Una cooperazione strategica con l’Africa
Il piano Mattei è stato recentemente approvato dal Consiglio dei Ministri. Come ha spiegato il premier Giorgia Meloni, l’obiettivo è proprio quello di “mettere insieme la difficoltà europea di approvvigionarsi sul piano energetico con il potenziale di produzione che il continente africano può mettere in campo.

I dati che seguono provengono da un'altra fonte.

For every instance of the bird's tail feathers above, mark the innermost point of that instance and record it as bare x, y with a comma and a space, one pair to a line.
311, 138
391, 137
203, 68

Se riusciamo – ha proseguito il Presidente del Consiglio – ad attuare con i paesi africani una cooperazione strategica, che ci consenta di accompagnare i nostri reciproci destini, possiamo

risolvere insieme molti problemi”. L’intento inoltre è quello di fare del nostro Paese “la porta d’ingresso”, ossia “l’hub dell’approvvigionamento energetico d’Europa “con un ruolo geo strategico che ci rimetta al centro del Mediterraneo”. Un obiettivo condiviso anche dagli altri Paesi interessati. Ad esempio, all’Omc di Ravenna, Tarek el Molla, ministro del Petrolio e delle Risorse minerarie dell’Egitto ha tenuto a sottolineare che il settore energetico del Paese africano “vuole collaborare con tutti gli stakeholder per favorire la decarbonizzazione e raggiungere gli obiettivi di neutralità climatica. Continueremo e presenteremo i risultati alla Cop28”. Sulla stessa lunghezza d’onda Mohamed Arkab, ministro dell’Energia dell’Algeria: “La cooperazione mediterranea è fondamentale per uno sviluppo cooperativo” ha spiegato aggiungendo che “il Mediterraneo è una regione centrale, per la posizione geopolitica e strategica. La transizione in quest’area è una grande opportunità”.

Giandomenico Serrao è giornalista, scrive per l’Agi e si occupa di energia, economia e finanza.